As best I can tell, the labor battle in Wisconsin is a big story–and maybe the biggest labor story in years. But as Amanda Terkel reported at the Huffington Post, that doesn't mean you're going to see union advocates on the Sunday chat shows. Terkel noted:
A union official told the Huffington Post that when none of the Sunday shows' producers reached out to them to book a labor representative this week, several unions started to pitch the shows with affected workers and local and national leaders who they felt could discuss the protests. The official said the response from the shows was essentially "thanks, but no thanks."

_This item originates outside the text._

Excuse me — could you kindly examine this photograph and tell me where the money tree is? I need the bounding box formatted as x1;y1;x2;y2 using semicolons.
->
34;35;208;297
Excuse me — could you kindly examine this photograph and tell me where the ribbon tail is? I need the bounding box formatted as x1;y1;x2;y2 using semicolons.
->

Terkel's original post has been updated to reflect the fact that NBC's Meet the Press has announced that it will add Richard Trumka of the AFL-CIO to its roundtable. The show will include an array of Republicans and conservatives: Wisconsin Gov. Scott Walker, John McCain (because how could you have a Sunday show without him?), Mississippi Gov. Haley Barbour and Rep. Emanuel Cleaver (D-Mo.*). Liberal MSNBC host Lawrence O'Donnell will also be on hand.

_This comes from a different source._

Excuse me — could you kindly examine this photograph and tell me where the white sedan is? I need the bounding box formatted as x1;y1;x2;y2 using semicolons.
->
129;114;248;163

Shutting out labor is nothing new. A FAIR survey in 1995-96 found:
John Sweeney and Thomas Donahue, candidates for the presidency of the AFL-CIO, were the only guests who were labor leaders. Instead of worker representatives, the shows invited the CEO of United Airlines, the CEO of Continental Airlines, a Goldman Sachs analyst, retired basketball stars and political satirists.
Last week on ABC's This Week the roundtable segment was titled (on the show's website) "Roundtable: Unions vs. Tea Party." They did manage to find a Tea Party congressman (Steve Southerland), along with right-wing regular George Will and right-leaning reporter Jonathan Karl. On the other side? Democratic strategist Donna Brazile.